Morgenglosse

Asyl: Rhetorik wider die Realität

Österreichs harte Migrationsansagen der letzten Jahre stehen im krassen Widerspruch zu den stark steigenden Asylzahlen. Und doch versucht man es weiter mit Zuspitzung.

Die Entwicklung ist weder neu noch unerwartet, rückt aber mit dem Umstand, dass sich Karl Nehammer und Viktor Orbán morgen im Kanzleramt über illegale Migration unterhalten wollen, wieder einigermaßen in den öffentlichen Fokus: Die Asylzahlen in Österreich steigen stark an, und das seit fast einem Jahr. Ein Auszug: In den ersten fünf Monaten dieses Jahres wurden so viele Asylanträge gestellt wie in den Krisenjahren 2015 und 2016, im Vergleich zum Vorjahr ging die Zahl zuletzt um mehr als 200 Prozent in die Höhe, Ukraine-Vertriebene noch gar nicht mitgezählt. Dabei verzeichnete Österreich bereits 2021 mit rund 40.000 die zweitmeisten Asylanträge pro Einwohner in Europa. In ein demografisches Verhältnis gerückt bedeutet das: Selbst im Vorjahr kamen also bereits ungefähr halb so viele Menschen über das Asylsystem nach Österreich, wie hierzulande jährlich geboren werden. Man muss noch kein Identitärer sein, um diese Relation auf Dauer nicht ideal zu finden.
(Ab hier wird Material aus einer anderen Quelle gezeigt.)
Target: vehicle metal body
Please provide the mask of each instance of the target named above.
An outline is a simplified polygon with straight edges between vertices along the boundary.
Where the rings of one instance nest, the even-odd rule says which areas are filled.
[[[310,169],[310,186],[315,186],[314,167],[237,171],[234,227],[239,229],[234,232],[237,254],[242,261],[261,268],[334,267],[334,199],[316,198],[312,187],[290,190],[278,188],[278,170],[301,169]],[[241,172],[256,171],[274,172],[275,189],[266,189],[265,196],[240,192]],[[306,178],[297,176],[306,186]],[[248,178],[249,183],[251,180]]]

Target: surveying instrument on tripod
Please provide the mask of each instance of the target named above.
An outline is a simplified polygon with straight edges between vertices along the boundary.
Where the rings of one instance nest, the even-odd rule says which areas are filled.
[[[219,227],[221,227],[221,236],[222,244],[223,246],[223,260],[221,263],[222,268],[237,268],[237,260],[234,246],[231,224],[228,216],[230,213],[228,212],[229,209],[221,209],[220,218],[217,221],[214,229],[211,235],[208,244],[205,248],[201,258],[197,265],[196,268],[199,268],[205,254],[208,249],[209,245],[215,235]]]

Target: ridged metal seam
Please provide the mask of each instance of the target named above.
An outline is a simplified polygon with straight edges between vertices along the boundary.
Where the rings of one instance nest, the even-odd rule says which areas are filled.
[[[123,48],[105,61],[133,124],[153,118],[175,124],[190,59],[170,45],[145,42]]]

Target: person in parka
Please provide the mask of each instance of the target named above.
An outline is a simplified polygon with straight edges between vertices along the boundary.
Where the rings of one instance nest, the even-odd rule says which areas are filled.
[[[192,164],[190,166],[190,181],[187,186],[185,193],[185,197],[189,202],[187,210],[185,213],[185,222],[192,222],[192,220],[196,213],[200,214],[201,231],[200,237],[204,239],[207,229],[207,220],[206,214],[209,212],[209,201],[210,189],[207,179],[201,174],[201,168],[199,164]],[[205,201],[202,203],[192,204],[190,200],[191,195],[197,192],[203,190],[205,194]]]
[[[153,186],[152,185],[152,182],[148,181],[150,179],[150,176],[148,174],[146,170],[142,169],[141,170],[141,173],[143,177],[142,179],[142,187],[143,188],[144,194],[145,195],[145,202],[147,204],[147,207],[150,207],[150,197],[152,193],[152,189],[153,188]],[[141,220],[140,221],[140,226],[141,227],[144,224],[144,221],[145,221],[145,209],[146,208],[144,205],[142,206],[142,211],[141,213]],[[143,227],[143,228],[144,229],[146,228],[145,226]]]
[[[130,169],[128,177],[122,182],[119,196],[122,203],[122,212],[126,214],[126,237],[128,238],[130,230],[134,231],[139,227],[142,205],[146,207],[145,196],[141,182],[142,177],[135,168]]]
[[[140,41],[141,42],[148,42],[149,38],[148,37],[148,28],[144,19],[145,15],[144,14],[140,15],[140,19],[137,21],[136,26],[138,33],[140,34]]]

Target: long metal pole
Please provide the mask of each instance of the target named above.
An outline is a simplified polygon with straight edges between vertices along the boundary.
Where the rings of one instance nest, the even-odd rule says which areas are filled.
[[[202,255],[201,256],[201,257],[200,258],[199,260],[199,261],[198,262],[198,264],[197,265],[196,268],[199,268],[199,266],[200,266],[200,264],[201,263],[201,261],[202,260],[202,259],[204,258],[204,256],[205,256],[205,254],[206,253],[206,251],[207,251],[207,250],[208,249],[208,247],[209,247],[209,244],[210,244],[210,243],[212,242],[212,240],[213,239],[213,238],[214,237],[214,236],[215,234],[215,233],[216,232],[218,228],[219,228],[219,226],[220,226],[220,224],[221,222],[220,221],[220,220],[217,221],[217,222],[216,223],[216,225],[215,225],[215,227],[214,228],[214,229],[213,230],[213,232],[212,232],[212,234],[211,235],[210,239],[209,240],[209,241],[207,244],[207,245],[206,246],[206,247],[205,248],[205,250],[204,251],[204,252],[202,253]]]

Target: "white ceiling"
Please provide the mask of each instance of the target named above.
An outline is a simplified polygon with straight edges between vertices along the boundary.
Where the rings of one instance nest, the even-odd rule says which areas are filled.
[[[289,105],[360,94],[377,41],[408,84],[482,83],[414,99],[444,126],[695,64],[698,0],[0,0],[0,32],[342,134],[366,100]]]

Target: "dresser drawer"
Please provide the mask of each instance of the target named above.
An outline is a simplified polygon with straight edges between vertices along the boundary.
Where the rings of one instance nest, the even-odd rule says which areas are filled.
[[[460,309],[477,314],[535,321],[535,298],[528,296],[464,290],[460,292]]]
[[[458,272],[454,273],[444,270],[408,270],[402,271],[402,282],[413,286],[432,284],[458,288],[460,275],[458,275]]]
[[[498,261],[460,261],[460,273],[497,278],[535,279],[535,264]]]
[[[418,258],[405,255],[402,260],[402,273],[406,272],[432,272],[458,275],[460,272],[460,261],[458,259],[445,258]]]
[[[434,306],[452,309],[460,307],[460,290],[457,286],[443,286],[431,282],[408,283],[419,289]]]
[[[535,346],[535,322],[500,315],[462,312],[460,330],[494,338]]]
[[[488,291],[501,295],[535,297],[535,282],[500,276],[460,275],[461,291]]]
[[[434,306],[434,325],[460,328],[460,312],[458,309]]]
Auch die ÖVP ist nicht per se unglaubwürdig, wenn sie sagt, ihr sei das zu viel. Mehr noch: Mit ein wenig Wohlwollen nimmt man der Kanzlerpartei ja sogar ab, dass sie sich mit Flickwerkpolitik entlang der osteuropäischen Grenzen ehrlich um das Ziel, illegale Migration einzudämmen, bemüht. Die Sache ist nur: Viel geschehen ist dabei europaweit nicht, und nationaler Spielraum ist kaum vorhanden. So bleibt den Türkisen auch fünf Jahre nach ihrem von kantigen Asylansagen getragenen Einzug ins Kanzleramt nicht viel mehr als die Wiederholung alter Forderungen und eine stete Zuspitzung ohnehin schon scharfer Rhetorik, um ihre harte Migrationslinie immer wieder aufs Neue zu demonstrieren. Die Einladung einer rechten Symbolfigur der Marke Orbán erfüllt diesen Zweck bestimmt. Viel mehr aber auch nicht.